「古寺巡礼」
母が白洲正子を評価していて、蔵書にあったためかつて読んだ本です。
かなりさかのぼりますが昨年末、
古本屋のセール広告が目に入り、
少し時間があったのでフラフラと立ち寄ったところ、
均一棚に同名の文庫本(\100-20%)を見つけました。
偶然見つけた古本屋でしたが、宝箱のようでした。。
パラパラと読んで、それなりに(いろいろな意味で)
面白そうだったので購入しました。
「(ほぼ)同じ名前でもっと昔に出版された本見つけたから、買ってみた!」
というサプライズプレゼントのつもりで。
・・・はい、すでに母は高校(中学?)時代で気に入り、
単行本で持っていたそうです。。
(もう人にあげたらしく、今はありませんが)
これがDNA・・・?
少し悔しい一瞬を味わいました。。
それが和辻哲郎著、「古寺巡礼」。
(※初版ではありませんが)
彼が京都で見た仏像の姿を記した本ですが・・・
端的に言うと、ロマン的(?)で好みではない。
精神、感情を文章に直に起こしている感じで、
伝えたい気持ちは感じるのですが、
押しつけがましいというか、感情全開というか・・・。
かといって三島由紀夫ほど飾られると、
それはそれで話が進まない感でイライラしたりします。
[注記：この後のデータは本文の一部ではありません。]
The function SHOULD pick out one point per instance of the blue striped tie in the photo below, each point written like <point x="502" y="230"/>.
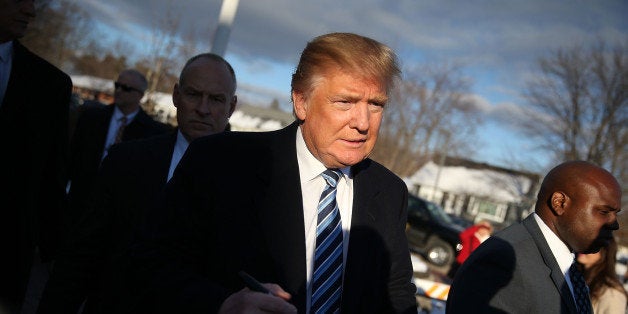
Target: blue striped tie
<point x="327" y="276"/>
<point x="580" y="289"/>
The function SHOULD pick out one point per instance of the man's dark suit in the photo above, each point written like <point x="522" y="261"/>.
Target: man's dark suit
<point x="235" y="204"/>
<point x="33" y="164"/>
<point x="513" y="271"/>
<point x="131" y="178"/>
<point x="87" y="148"/>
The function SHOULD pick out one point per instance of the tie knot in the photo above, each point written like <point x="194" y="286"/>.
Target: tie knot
<point x="331" y="176"/>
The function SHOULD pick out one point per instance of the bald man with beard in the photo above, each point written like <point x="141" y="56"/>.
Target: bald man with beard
<point x="526" y="267"/>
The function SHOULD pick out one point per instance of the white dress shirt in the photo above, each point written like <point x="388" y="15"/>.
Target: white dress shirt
<point x="312" y="185"/>
<point x="179" y="149"/>
<point x="561" y="252"/>
<point x="114" y="124"/>
<point x="6" y="60"/>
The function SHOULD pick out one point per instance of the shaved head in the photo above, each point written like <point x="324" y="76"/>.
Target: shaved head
<point x="579" y="202"/>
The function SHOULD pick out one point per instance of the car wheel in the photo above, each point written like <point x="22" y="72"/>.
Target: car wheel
<point x="439" y="252"/>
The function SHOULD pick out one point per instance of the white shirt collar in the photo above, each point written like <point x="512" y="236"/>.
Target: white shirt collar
<point x="560" y="250"/>
<point x="180" y="146"/>
<point x="117" y="114"/>
<point x="6" y="51"/>
<point x="309" y="166"/>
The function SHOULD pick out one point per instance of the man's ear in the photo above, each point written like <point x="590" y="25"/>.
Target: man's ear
<point x="176" y="94"/>
<point x="232" y="105"/>
<point x="298" y="102"/>
<point x="559" y="202"/>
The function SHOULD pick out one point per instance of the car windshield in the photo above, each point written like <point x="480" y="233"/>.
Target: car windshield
<point x="438" y="213"/>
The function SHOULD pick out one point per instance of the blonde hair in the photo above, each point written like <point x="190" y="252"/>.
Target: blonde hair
<point x="352" y="53"/>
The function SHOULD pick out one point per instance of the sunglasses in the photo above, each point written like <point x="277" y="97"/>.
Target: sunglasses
<point x="126" y="88"/>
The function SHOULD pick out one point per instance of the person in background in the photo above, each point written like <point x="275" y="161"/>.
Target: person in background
<point x="530" y="267"/>
<point x="607" y="293"/>
<point x="98" y="128"/>
<point x="132" y="176"/>
<point x="34" y="106"/>
<point x="470" y="239"/>
<point x="276" y="204"/>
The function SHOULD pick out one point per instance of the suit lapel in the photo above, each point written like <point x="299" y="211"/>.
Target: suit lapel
<point x="281" y="212"/>
<point x="363" y="220"/>
<point x="550" y="261"/>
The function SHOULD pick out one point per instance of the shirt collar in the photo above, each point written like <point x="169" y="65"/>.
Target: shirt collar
<point x="182" y="143"/>
<point x="309" y="166"/>
<point x="6" y="50"/>
<point x="560" y="250"/>
<point x="117" y="114"/>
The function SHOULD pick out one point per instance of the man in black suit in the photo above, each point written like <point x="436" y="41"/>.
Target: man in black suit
<point x="527" y="267"/>
<point x="243" y="201"/>
<point x="131" y="179"/>
<point x="34" y="102"/>
<point x="99" y="127"/>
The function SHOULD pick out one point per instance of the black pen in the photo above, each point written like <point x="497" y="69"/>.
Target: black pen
<point x="252" y="283"/>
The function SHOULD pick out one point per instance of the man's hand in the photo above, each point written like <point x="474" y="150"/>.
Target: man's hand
<point x="247" y="301"/>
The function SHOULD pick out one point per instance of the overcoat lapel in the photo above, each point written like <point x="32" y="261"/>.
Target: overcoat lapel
<point x="281" y="212"/>
<point x="363" y="219"/>
<point x="548" y="257"/>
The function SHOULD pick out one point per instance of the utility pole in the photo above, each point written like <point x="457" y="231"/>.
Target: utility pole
<point x="221" y="37"/>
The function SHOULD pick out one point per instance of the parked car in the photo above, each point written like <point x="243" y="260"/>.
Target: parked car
<point x="431" y="232"/>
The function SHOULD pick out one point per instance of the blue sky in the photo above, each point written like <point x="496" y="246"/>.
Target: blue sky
<point x="497" y="42"/>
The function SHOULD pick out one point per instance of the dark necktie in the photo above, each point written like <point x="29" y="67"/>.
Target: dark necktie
<point x="327" y="275"/>
<point x="580" y="289"/>
<point x="120" y="131"/>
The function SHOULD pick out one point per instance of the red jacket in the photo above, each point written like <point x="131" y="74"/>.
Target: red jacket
<point x="469" y="242"/>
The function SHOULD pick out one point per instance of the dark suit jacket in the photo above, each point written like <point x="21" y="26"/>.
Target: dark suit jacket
<point x="131" y="178"/>
<point x="235" y="204"/>
<point x="87" y="147"/>
<point x="33" y="163"/>
<point x="513" y="271"/>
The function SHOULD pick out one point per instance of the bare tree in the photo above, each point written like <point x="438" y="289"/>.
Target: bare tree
<point x="581" y="96"/>
<point x="430" y="112"/>
<point x="160" y="64"/>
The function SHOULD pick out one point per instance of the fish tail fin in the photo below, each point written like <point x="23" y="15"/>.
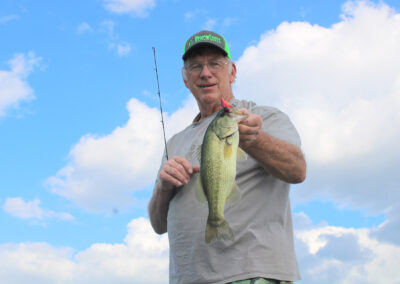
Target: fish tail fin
<point x="220" y="231"/>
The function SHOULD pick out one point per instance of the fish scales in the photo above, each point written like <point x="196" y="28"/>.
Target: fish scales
<point x="218" y="170"/>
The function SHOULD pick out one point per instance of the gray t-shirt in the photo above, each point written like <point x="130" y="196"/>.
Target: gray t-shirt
<point x="261" y="220"/>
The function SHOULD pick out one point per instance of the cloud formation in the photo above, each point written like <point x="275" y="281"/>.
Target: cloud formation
<point x="14" y="89"/>
<point x="104" y="171"/>
<point x="324" y="253"/>
<point x="341" y="87"/>
<point x="139" y="8"/>
<point x="141" y="258"/>
<point x="17" y="207"/>
<point x="344" y="254"/>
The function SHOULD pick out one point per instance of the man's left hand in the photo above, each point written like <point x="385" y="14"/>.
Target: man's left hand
<point x="249" y="129"/>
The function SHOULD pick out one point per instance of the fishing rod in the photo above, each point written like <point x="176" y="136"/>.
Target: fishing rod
<point x="159" y="96"/>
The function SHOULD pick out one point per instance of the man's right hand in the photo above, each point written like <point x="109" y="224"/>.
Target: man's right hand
<point x="176" y="172"/>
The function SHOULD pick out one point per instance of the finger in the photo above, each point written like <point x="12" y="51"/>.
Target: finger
<point x="169" y="181"/>
<point x="177" y="171"/>
<point x="247" y="130"/>
<point x="196" y="169"/>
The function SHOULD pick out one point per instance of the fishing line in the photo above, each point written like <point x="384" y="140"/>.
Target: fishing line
<point x="159" y="96"/>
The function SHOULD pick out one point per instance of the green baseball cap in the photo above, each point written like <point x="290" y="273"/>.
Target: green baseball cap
<point x="206" y="38"/>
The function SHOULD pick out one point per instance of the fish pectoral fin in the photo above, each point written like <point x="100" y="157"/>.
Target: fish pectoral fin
<point x="241" y="155"/>
<point x="234" y="196"/>
<point x="195" y="152"/>
<point x="198" y="190"/>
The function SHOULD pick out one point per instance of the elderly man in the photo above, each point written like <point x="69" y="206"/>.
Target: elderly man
<point x="262" y="250"/>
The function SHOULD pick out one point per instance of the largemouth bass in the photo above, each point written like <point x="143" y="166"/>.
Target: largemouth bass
<point x="218" y="170"/>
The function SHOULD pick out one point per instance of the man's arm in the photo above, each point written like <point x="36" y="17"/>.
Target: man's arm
<point x="280" y="158"/>
<point x="175" y="173"/>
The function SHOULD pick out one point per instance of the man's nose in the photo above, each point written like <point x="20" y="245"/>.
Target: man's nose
<point x="205" y="71"/>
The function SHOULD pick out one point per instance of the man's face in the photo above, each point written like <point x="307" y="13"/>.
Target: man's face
<point x="209" y="84"/>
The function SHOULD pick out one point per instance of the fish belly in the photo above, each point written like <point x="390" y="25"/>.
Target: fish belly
<point x="218" y="176"/>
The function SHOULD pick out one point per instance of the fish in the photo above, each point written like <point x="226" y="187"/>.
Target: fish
<point x="216" y="184"/>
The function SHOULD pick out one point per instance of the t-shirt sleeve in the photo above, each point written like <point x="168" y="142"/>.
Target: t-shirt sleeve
<point x="277" y="124"/>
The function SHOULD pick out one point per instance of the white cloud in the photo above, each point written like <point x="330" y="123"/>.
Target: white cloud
<point x="324" y="253"/>
<point x="138" y="8"/>
<point x="84" y="28"/>
<point x="13" y="86"/>
<point x="103" y="172"/>
<point x="17" y="207"/>
<point x="141" y="258"/>
<point x="228" y="22"/>
<point x="345" y="254"/>
<point x="341" y="87"/>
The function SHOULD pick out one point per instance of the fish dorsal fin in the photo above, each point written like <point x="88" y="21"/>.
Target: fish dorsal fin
<point x="198" y="189"/>
<point x="241" y="155"/>
<point x="234" y="196"/>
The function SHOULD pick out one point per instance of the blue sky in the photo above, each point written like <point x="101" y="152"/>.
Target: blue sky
<point x="81" y="136"/>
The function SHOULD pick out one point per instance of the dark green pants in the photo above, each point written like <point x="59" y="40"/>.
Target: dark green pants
<point x="261" y="281"/>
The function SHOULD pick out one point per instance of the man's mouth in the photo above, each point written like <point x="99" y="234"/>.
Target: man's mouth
<point x="207" y="85"/>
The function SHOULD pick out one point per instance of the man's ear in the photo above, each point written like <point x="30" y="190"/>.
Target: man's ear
<point x="232" y="76"/>
<point x="184" y="77"/>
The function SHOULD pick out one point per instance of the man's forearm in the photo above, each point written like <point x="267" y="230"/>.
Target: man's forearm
<point x="280" y="158"/>
<point x="158" y="208"/>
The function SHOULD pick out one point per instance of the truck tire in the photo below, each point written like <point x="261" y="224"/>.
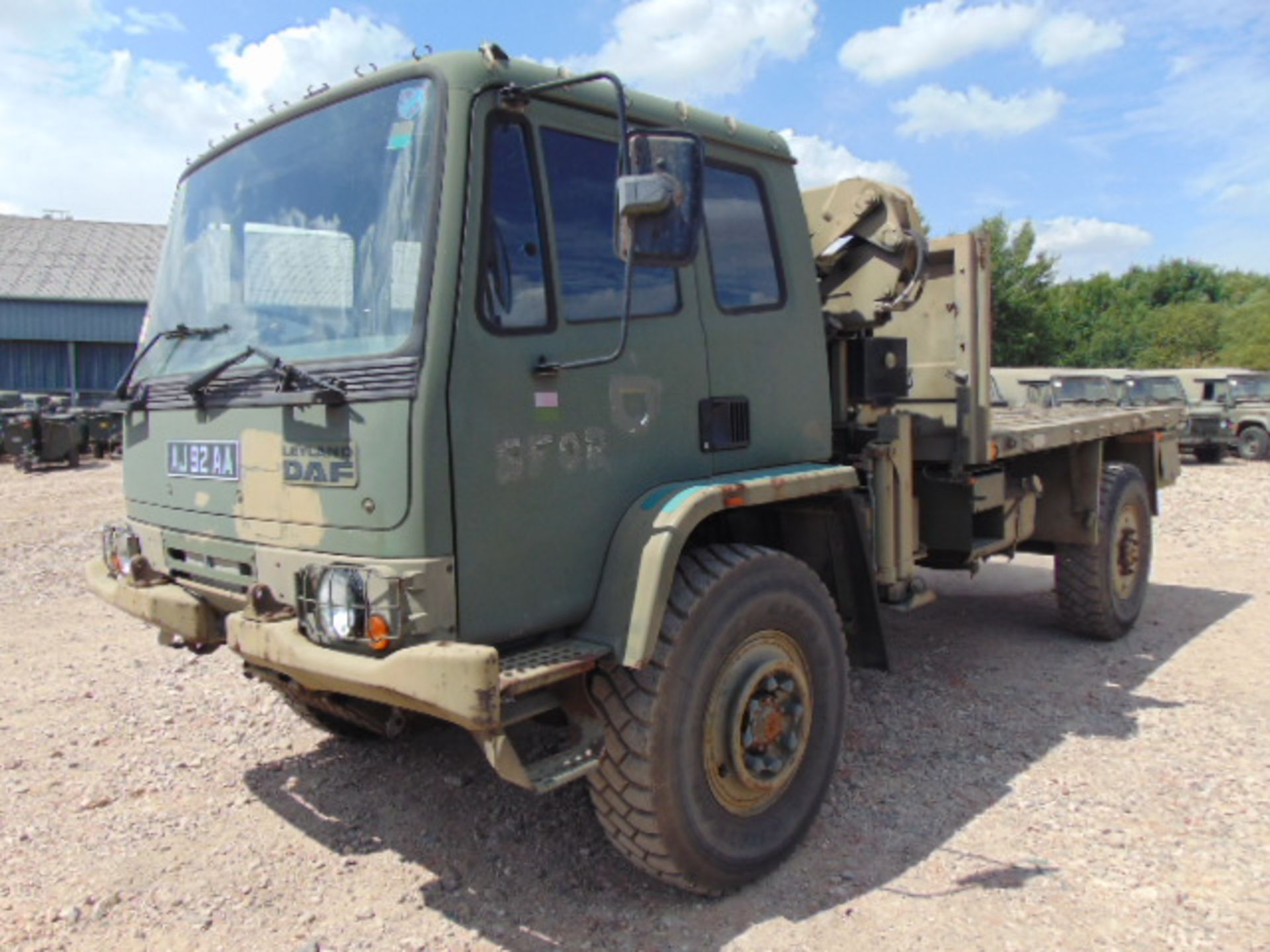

。
しかし「収まる場」については共感しました。
保護や修復のため資料館などに移された有名な仏像の美と、
荒れ寺にたたずむ無名の仏像の美と。
それが本来、収まる場所にあることが、その魅力を最大に引き出すのではないかと。
さらに時。
白洲正子が描く、
秋の明け方に刻々と昇る朝日を映す水鏡に照らされる、
平等院の堂内と本尊もそそられますし、
和辻哲郎の記した、
月光に照らされる三月堂の姿も。
そしてそれを見に(体験しに)行くためには、
車などで労せず山門までつけるのではなく、
自らの足で参道という道程を辿るべきだということ。
(商業主義の発達で難しいですが。
鎌倉のお寺とか、裏道をさまよっているといつの間にか
タダで入れてた昔が懐かしい・・・)
なんでも当てはめるのは良くないことですが、
つい考えてしまいます。
この曲は、この時にふさわしいか。
この音質は、この会場に合っているか。
この奏法は、このピアノの魅力を周りの人に伝えられるか。
この練習は、自分の体の声を聴けているか。
私、がここで弾いていていいのか。
すべて成立させるのは無理と分かってはいますが、
出来る限りのことをして、
一生、本気遊びをしていたいと思います。。